Brasil ainda amarga falta de acesso às redes de água e esgoto

Estudo analisa situação das cem maiores cidades do país quanto a saneamento básico: municípios do Sudeste ocupam as melhores posições no ranking; serviço é mais precário nas regiões norte e sul

Situação melhorou nos últimos anos, porém metade da população continua sem acesso aos serviços de coleta de esgoto (Foto: Valter Campanato/ABr)

São Paulo – Imagine viver num país de dimensões continentais cuja economia está entre as maiores do mundo, mas onde cerca de 30 milhões de pessoas que moram nas grandes cidades ainda não têm acesso à coleta de esgoto. Esse país se chama Brasil, e o mapa do saneamento básico nos cem municípios mais populosos do território nacional foi divulgado hoje (16) pelo Instituto Trata Brasil e a GO Associados no auditório da Fundação Getúlio Vargas, em São Paulo.

O estudo se baseou nos dados no Sistema Nacional de Informações sobre Saneamento Básico (SNIS), publicado regularmente pelo Ministério das Cidades. Os números mais recentes refletem a realidade do país em 2010. A pesquisa analisou três itens: nível de cobertura dos serviços de distribuição de água, coleta de esgoto e tratamento de efluentes; investimentos e melhorias realizadas na rede de água e esgoto; e nível de eficiência e perdas na distribuição de água.

Dentre as maiores cidades do país, Santos, no litoral paulista, foi a mais bem avaliada pelo ranking do Instituto Trata Brasil, que é publicado desde 2007. Segundo o estudo, todos os domicílios santistas são atendidos pela rede de água e esgoto. O desperdício também é baixo na cidade que hospeda o maior porto de cargas da América Latina: apenas 13% da água distribuída às residências de Santos acabou se perdendo.

Melhores e piores

A lista das grandes cidades brasileiras em melhor situação quanto a saneamento básico segue com Maringá (PR), Franca (SP), Uberlândia (MG) e Jundiaí (SP). Isso não quer dizer que os cinco municípios que encabeçam o ranking ostentem os melhores indicadores em todos os quesitos: a metodologia adotada pela Trata Brasil e GO Associados faz uma média ponderada do desempenho de cada cidade em cada categoria e só então classifica a qualidade dos serviços.
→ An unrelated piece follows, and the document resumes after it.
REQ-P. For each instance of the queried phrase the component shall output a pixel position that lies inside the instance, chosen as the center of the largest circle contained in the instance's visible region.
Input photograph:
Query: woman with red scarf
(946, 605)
Entre as capitais, Brasília (DF) é a mais bem ranqueada – está em 11° lugar. Depois vêm Belo Horizonte (MG) e São Paulo (SP) entre as 20 primeiras; e Goiânia (GO), Vitória (ES), Salvador (BA), Campo Grande (MS), Rio de Janeiro (RJ), Fortaleza (CE), Florianópolis (SC) e Porto Alegre (RS) entre as 50 melhores. As demais capitais do nordeste e as capitais do norte do Brasil aparecem nas últimas colocações – da 82ª em diante.
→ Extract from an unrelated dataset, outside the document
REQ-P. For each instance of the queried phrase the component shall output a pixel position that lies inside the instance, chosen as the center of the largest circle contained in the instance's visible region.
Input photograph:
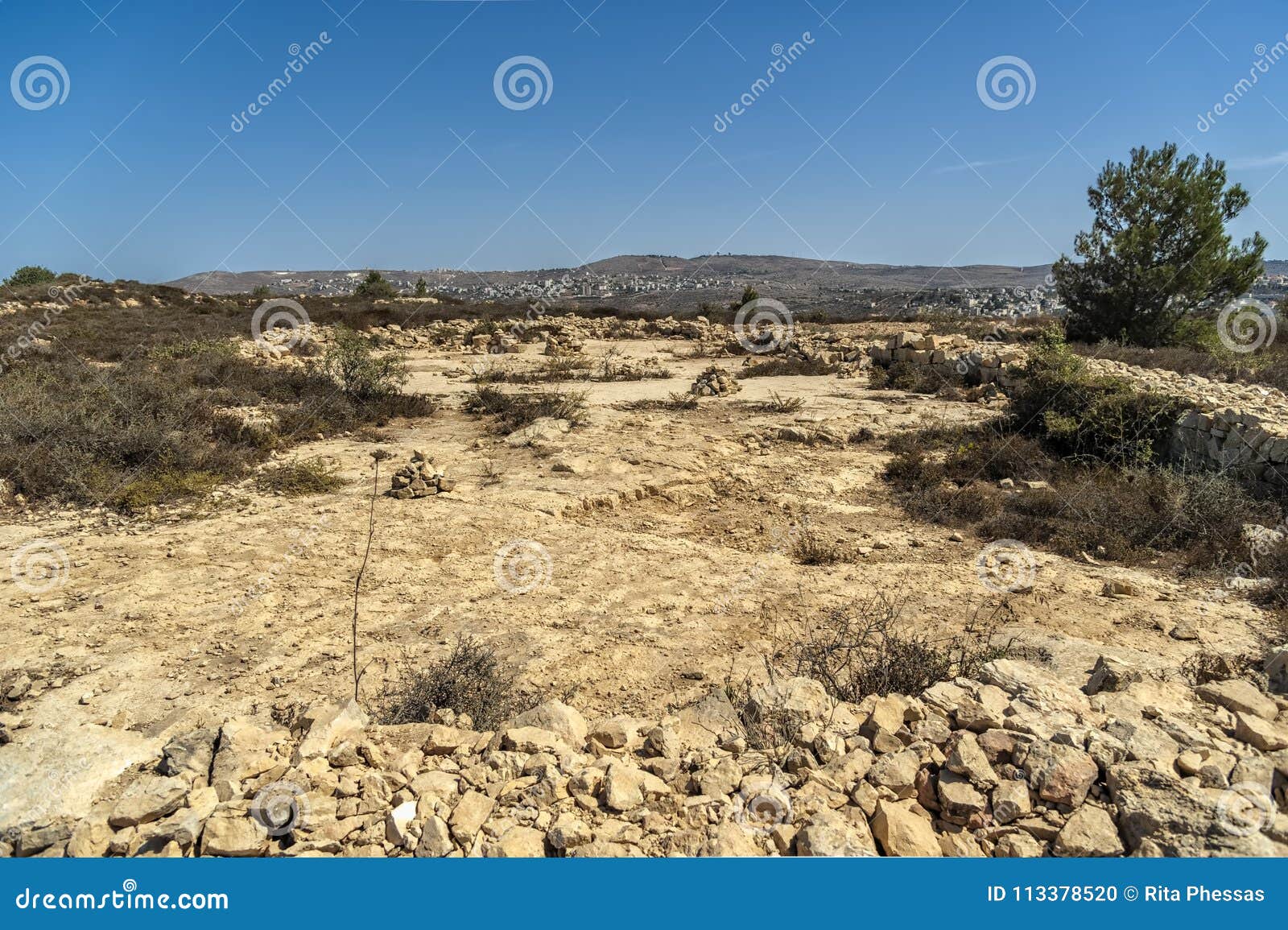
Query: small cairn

No extremo da tabela se destaca Macapá, capital do Amapá, onde apenas 42% dos domicílios têm acesso à água, pouco mais de 5% é beneficiado com coleta de esgoto e incríveis 75% da água distribuída se perdem em sistemas de distribuição ineficientes – é o maior índice de desperdício entre as cidades analisadas pela pesquisa. No pé do ranking ainda figuram Porto Velho-RO, Jaboatão dos Guararapes-PE, Ananindeua-PA e Santarém-PA.

“Há um atraso de investimentos de muitos anos no Brasil, o que gerou um déficit muito grande: hoje há uma falta generalizada de serviços, não só no que se refere à distribuição de água, mas principalmente à coleta e tratamento de esgotos e perda de água. São índices enormes para o nível econômico que o país atingiu”, contextualiza Édison Carlos, presidente do Instituto Trata Brasil. “Convivemos com um sistema de saneamento de pelo menos três décadas atrás e vivemos com uma escassez hídrica brutal, porque as maiores fontes de água doce estão na Amazônia, longe da maioria da população.”

Desigualdade

Édison Carlos lembra que mais da metade da população brasileira não está conectada à rede de esgoto: isso quer dizer que a água do banho, da torneira ou da descarga de suas casas – quando há casa – não segue cano abaixo para alguma estação de tratamento de efluentes. São aproximadamente 100 milhões de pessoas desassistidas, número equivalente a toda população da Argentina, Colômbia e Chile juntas. A situação é ainda pior para uma parte delas. “Ainda temos 10 milhões de brasileiros que não têm acesso sequer a um banheiro digno”, critica. “É uma vergonha.”

Para o presidente do Instituto Trata Brasil, é fundamental acompanhar a evolução dos serviços de saneamento básico nas cem maiores cidades do país. Os grandes municípios brasileiros concentram 40% da população brasileira, ou seja, 77 milhões de pessoas. Concentram também a maioria das obras públicas, dos empregos e da produção econômica. Portanto, diz, deveriam puxar o desenvolvimento do Brasil também em saneamento.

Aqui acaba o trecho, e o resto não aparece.